Parlons d’une autre différence entre le football anglais et allemand. On peut voir qu’en Angleterre une jeune génération arrive, une génération relativement talentueuse tout comme en Allemagne bien que ce soit maintenant le cas depuis plusieurs années. Quelles différences percevez-vous à ce niveau entre les deux pays ?

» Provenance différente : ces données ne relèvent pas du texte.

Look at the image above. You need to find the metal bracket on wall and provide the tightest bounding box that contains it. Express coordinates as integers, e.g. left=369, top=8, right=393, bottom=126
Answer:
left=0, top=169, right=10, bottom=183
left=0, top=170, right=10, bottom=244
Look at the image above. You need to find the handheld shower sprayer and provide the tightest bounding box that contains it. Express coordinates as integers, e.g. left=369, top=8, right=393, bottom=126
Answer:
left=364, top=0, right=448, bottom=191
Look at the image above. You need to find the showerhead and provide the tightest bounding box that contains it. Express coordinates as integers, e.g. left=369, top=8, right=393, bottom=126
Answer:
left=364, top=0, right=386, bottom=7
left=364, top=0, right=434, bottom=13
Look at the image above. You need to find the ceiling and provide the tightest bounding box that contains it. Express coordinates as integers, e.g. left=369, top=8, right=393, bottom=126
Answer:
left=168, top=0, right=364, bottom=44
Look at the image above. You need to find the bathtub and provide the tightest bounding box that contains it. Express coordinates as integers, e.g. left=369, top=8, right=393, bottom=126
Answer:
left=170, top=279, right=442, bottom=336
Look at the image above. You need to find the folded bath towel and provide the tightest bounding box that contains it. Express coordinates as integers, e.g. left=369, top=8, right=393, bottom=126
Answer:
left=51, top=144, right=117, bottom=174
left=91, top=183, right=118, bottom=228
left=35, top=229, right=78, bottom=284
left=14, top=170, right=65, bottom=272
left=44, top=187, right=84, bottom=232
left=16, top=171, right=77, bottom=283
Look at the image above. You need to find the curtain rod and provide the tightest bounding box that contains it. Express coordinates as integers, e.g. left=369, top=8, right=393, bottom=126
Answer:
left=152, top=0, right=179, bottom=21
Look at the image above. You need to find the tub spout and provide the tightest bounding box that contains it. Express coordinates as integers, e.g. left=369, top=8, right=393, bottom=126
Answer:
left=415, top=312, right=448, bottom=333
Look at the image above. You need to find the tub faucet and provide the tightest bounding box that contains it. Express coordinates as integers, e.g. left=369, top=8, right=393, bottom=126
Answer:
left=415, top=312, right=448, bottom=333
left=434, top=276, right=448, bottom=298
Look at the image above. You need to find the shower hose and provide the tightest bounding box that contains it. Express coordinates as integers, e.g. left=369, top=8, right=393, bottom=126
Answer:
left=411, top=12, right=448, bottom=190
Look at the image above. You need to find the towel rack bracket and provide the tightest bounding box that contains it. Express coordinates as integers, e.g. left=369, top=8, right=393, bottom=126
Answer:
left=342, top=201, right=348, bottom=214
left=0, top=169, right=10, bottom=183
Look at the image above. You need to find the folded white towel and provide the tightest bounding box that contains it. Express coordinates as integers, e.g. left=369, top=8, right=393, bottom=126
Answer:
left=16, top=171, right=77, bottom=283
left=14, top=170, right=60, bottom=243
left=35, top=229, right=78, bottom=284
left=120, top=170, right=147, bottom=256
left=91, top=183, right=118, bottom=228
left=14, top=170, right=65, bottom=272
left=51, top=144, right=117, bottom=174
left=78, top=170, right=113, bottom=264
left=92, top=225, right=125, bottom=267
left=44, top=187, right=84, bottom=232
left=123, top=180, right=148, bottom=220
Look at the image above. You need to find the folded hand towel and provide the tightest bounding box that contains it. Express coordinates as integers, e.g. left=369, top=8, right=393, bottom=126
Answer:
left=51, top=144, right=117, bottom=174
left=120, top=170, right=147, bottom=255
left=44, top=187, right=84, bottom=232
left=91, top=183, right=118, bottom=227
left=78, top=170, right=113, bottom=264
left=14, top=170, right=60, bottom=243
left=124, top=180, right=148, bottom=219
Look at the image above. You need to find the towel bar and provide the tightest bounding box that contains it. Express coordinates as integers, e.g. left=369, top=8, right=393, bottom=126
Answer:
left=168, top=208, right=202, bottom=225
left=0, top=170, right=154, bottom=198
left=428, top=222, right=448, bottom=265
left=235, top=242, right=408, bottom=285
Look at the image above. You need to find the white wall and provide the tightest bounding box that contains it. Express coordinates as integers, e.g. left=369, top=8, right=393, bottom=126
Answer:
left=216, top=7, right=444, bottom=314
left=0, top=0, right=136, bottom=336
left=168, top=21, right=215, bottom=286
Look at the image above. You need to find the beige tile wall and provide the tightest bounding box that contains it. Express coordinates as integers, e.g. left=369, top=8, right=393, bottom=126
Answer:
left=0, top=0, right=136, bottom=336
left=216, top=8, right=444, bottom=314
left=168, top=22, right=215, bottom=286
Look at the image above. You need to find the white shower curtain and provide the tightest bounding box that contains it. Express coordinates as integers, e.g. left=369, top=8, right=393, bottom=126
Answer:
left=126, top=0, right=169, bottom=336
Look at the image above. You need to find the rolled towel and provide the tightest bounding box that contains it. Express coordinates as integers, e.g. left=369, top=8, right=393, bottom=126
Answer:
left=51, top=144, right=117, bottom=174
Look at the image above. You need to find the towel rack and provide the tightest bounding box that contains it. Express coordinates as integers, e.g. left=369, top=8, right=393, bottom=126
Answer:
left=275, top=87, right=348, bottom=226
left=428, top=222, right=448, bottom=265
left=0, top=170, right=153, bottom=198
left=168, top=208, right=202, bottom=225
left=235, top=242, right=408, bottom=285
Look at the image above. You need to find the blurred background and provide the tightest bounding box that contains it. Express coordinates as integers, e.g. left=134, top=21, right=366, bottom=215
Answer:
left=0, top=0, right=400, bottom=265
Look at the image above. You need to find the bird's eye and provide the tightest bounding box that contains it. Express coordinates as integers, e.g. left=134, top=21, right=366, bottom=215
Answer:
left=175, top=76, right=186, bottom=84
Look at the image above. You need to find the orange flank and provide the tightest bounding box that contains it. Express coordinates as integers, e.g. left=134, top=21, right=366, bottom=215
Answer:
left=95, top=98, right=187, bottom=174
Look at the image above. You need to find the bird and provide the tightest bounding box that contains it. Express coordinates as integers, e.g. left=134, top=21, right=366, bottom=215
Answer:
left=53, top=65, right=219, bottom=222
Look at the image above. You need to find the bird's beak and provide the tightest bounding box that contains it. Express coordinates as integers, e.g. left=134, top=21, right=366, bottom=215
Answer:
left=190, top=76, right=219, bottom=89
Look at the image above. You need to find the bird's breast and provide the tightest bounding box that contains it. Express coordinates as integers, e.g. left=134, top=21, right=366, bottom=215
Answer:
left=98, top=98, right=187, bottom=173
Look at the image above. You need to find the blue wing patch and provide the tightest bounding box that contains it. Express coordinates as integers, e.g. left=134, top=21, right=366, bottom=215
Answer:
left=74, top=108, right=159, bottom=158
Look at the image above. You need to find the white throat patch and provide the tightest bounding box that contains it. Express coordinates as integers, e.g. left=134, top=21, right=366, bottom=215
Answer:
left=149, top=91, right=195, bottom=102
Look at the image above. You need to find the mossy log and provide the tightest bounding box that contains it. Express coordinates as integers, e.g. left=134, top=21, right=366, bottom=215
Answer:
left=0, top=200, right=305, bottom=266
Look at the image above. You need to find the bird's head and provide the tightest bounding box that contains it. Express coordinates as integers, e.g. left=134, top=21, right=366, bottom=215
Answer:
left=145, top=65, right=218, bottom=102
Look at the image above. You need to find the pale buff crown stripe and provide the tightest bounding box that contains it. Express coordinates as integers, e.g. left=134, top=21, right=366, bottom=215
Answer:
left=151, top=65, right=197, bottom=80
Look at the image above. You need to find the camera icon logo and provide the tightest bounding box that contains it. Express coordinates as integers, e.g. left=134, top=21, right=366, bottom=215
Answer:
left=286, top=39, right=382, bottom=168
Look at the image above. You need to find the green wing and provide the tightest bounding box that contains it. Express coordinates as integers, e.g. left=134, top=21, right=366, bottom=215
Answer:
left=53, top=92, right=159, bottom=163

Le truc avec les jeunes joueurs en Allemagne c’est qu’on leur donne très tôt leur chance, on leur confie des rôles importants très tôt. Si l’on regarde le Bayer Leverkusen par exemple, Kai Havertz a déjà marqué des buts importants à seulement 17 ans, Julian Brandt joue régulièrement depuis qu’il a 19 ans [il en a 21 maintenant], c’est pareil pour Benjamin Henrichs [36 matchs joués toutes compétitions confondues] qui a tout juste 20 ans et qui est constamment titulaire. A Dortmund, il y a Christian Pulisic, Ousmane Dembélé et encore d’autres joueurs. A Gladbach, ils ont Mahmoud Dahoud et Andreas Christensen qui sont extrêmement précieux. Ces joueurs sont tout le temps sur le terrain dans des positions où ils influencent fortement le jeu.

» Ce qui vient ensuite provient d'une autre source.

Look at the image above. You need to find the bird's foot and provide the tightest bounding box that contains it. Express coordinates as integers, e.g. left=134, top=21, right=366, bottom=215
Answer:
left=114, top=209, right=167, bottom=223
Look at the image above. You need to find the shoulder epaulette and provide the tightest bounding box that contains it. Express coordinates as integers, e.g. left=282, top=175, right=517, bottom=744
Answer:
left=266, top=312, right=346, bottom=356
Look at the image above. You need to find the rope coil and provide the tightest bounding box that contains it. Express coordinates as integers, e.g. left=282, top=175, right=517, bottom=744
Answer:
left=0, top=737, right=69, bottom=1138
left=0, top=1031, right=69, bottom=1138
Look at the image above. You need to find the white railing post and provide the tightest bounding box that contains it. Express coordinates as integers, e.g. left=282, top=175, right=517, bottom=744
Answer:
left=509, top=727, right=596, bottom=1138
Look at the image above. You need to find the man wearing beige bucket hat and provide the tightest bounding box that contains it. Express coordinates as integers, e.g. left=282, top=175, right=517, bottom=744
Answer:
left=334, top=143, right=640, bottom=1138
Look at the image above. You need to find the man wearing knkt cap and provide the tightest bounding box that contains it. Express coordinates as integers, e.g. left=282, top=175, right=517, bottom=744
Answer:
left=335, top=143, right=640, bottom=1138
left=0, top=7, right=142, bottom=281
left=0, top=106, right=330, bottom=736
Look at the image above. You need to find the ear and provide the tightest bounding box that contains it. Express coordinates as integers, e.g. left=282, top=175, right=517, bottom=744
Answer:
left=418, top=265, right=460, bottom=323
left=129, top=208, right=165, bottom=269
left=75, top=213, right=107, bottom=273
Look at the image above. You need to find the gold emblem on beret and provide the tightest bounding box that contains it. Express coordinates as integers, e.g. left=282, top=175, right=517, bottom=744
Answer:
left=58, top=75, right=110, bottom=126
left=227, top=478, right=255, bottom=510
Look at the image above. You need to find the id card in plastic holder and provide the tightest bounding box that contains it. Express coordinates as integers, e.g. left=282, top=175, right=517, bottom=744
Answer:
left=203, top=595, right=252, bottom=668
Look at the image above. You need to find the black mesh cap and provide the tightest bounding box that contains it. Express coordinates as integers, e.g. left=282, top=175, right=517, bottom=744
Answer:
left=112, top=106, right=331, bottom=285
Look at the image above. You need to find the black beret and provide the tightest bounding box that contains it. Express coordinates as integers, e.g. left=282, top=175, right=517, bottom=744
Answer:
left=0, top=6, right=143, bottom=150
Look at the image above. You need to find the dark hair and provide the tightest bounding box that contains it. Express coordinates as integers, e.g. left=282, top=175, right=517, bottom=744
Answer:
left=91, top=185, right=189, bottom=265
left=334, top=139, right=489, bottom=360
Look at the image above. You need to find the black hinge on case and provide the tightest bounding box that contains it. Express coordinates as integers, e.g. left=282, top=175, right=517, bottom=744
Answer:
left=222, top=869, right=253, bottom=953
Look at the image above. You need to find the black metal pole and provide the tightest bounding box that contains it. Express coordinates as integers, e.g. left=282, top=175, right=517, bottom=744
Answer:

En Angleterre, on a plutôt la sensation qu’ils sont justes utilisés comme des remplaçants, nous n’avons pas cette habitude de les lancer dans le grand bain comme c’est le cas en Allemagne où ça fonctionne très bien. Le système de développement est là depuis longtemps, on a des centres de formation dans le pays mais je ne pense pas qu’on donne une chance assez tôt à ces joueurs pour se développer comme c’est le cas pour Havertz ou Weigl. Ce dernier est d’ailleurs un exemple concret : à Dortmund il a un rôle déterminant au milieu de terrain, c’est fou de voir à quel point il est précieux. Mais aurait-il autant joué en Angleterre à un si jeune âge ? Je n’en suis pas sûr. Je doute qu’il aurait eu cette opportunité. [Il joue de manière régulière pour Dortmund depuis qu’il a 19 ans]. Si tu veux que les jeunes joueurs se développent, tu devrais prendre le risque de les faire jouer.